Despite all these concerns, there have been positives this year. Future is having its biggest trading year yet, with its I never loved you album posting the best solo numbers of the first week of his career and “WAIT FOR U” becoming his first Hot 100 No. 1 as a lead artist. Lil Baby, Jack Harlow and Moneybagg Yo continue to be proven hitmakers. Rod Wave, Polo G and YoungBoy Never Broke Again are widely followed cult artists. Doja Cat, Lil Nas X and The Kid LAROI toe the rap and pop line, but put up big numbers with their albums and scored massive crossover hits on the Hot 100.

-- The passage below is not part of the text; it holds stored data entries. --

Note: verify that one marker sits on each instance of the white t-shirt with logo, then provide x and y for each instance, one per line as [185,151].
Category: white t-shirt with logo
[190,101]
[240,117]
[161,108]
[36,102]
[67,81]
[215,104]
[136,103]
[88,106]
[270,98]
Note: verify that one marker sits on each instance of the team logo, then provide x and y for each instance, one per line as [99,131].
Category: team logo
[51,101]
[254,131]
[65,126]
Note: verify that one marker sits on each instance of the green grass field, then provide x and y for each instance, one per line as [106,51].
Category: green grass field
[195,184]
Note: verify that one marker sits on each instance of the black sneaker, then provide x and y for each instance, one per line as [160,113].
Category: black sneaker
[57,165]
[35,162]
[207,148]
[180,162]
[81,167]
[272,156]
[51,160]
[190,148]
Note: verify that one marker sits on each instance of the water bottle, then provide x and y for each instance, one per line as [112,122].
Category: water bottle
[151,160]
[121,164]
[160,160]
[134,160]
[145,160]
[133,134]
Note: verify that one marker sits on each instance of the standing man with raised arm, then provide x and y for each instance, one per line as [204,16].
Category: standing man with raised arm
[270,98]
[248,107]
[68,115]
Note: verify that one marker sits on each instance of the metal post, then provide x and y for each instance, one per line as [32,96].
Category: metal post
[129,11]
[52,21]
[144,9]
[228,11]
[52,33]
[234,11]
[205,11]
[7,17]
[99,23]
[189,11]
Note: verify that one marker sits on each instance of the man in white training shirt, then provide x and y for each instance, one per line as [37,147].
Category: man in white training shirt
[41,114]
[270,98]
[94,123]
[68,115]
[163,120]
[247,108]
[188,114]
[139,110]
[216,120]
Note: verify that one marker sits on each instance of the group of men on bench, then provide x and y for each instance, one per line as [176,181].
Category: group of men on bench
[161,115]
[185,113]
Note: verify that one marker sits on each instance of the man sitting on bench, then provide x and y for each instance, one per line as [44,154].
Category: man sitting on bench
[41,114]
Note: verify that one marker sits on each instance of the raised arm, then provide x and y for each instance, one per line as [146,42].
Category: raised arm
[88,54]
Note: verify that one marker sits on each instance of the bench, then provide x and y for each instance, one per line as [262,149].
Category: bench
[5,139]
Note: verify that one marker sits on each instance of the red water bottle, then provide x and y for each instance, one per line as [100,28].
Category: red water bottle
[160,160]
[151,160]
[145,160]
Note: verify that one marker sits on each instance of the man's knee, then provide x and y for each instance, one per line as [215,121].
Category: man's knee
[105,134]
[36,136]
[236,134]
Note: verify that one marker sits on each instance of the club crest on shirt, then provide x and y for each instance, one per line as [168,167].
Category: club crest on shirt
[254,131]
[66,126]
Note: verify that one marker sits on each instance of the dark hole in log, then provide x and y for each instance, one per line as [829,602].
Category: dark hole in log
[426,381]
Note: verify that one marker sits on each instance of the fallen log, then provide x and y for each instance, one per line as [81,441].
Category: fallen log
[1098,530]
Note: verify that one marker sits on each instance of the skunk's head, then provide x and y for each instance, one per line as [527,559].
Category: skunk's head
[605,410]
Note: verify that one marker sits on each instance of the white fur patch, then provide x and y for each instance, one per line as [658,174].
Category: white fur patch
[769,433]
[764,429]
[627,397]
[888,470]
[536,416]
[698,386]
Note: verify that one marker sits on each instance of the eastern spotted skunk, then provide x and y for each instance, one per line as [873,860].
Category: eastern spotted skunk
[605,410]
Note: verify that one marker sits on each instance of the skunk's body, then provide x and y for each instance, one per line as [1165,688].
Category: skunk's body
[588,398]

“Overall, I’m still incredibly optimistic about the art form,” says Vaughn. “He’s been there for 50 years, I don’t think it’s going to go anywhere.”

In the end, like Luminate notes the mid-year report, hip-hop is still No. 1. But the culture can’t afford to be creatively stagnant. To stay fresh, he needs to find a spark.

“I always worry about where it’s going,” Chery says. “But music is cyclical. I don’t think we’ll ever live in a world where hip-hop isn’t the most influential type of music and culture. That will never happen. Hip-hop will always be in that position where it just helps shape [culture] and make everything move.